54. Chapter 54
Chapter 54
DECLAN
S he’s pissed. She has every right to be. I’m not real happy with myself either.
I can’t believe I just brought her and dropped her off in the middle of nowhere. Most of my texts wouldn’t even go through to her stupid phone. I hadn’t heard her voice in days, and I hadn’t slept either. And I was doing a shit job helping my brothers with Lexington because I was too preoccupied and wondering if she was okay.
They’d had enough of me, and this morning it had been Axel who was the voice of reason, after he had slammed me against the wall. “Go get your fucking woman and some sleep, and then come back here when you’ve got your fucking head on straight,” he’d told me.
And so I did.
We’ve been in the car for about half an hour, and she hasn’t spoken or looked at me. She just looks out the window. And I’m not sure what to do. Do I talk to her? I feel like she might jump out of the car if I do. I want to hold her hand, but I can tell she is so tense right now that if I touch her, she may claw out my eyes.
So I just drive, and look over to her every now and then. Part of me wonders if I should have just let her talk when we were at the cabin, let her get whatever has festered between us out in the open and leave it locked there when we left. But wanting to get her out of there had been my priority in that moment.
There has been no more word from Lexington since the night we met face-to-face, but I have guys watching him. He may have just threatened me to get me to leave him alone. But I’m not going to do that. Keep your enemies closer and all that.

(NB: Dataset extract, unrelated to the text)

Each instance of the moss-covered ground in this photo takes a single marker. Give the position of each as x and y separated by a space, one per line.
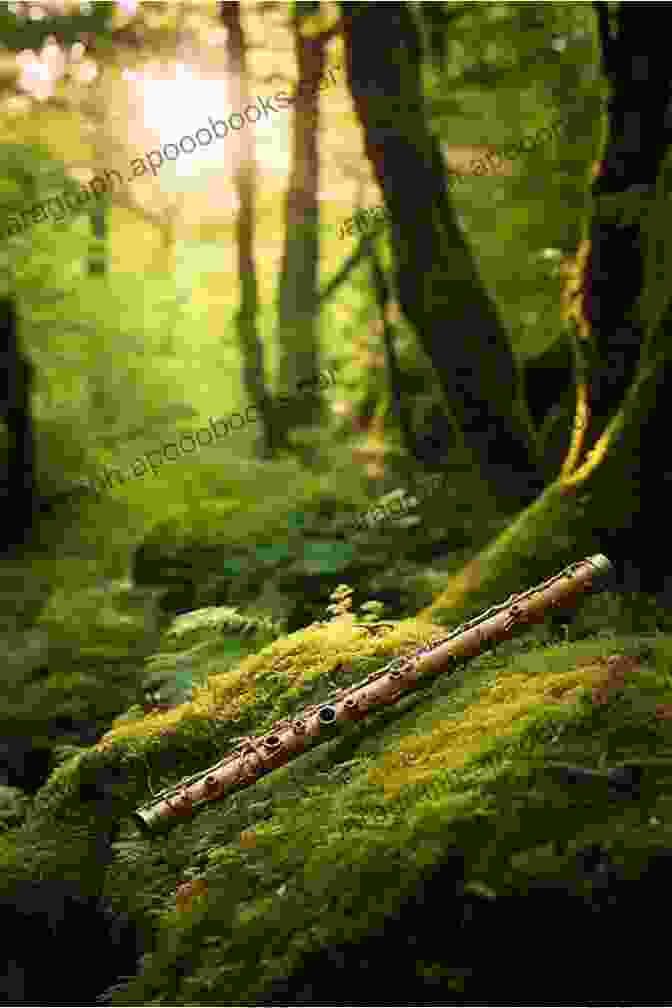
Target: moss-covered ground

When we get home, she gets out of the car as soon as it is in park. Then she is inside the apartment before I get myself out of the car.
I really fucked up.
I go inside and see that she is in the bathroom, so I sit on the couch and wait for her to come out, rehearsing my apology in my head. When the door opens, I get up, but one look at her face and I am thinking maybe I should get on my knees. “Vivian, I—”
“Declan, I am telling you right now, if you ever bring me somewhere and leave me there with a fucking Tracfone and don’t answer your phone, I’m gone.”
It hurts. I’d rather she had slapped me across the face, but I take it. “I’m sorry. I didn’t know what else to do,” I admit.
“We need to work together,” she says. “Is everything better?”
I shake my head. “No, we are still working on things behind the scenes.”
“Well, all that would make a lot more sense if I knew what the fuck you guys were working on,” she points out. She breathes heavily, fuming mad, and paces around a bit. “I am glad to be home,” she says softly after a while.
“I’m glad you’re here too,” I say. I ache to touch her. But I see the anger in her face, her body, her eyes.
Vivian suddenly walks over to me and slides her arms around me, and I cautiously wrap my arms around her back. I feel her shake as she cries, and I hold her tighter.
“I love you, Vivian. I’m sorry I did that, but everything I do is because I love you.”
Vivian leans her head back, her cheeks tear-stained. “I love you too, Declan. But this isn’t the way to do this, to keep me safe.”
I wipe her cheeks with my fingers. “I don’t know what to do; this is all new to me. Axel and Slade can handle themselves, and my dad could do the same until recently. I sent Dad and Roman away because I saw the danger coming, and when you got mentioned in this whole thing, it was all I could think to do.”
“I know you meant well, but I can’t live this way,” she says. “I have been shuffled around my whole life, Declan. Those people wanted to protect me too, and they didn’t talk to me, because I was a child. I’m not a child anymore. I deserve a say in my life, so you need to give me a say from now on.”
I nod. “I get it; I fucked up. I’m sorry. I’ll try harder,” I promise.
“Thank you,” she says, curling into me again.
And for a minute, I think I may get it all right after all.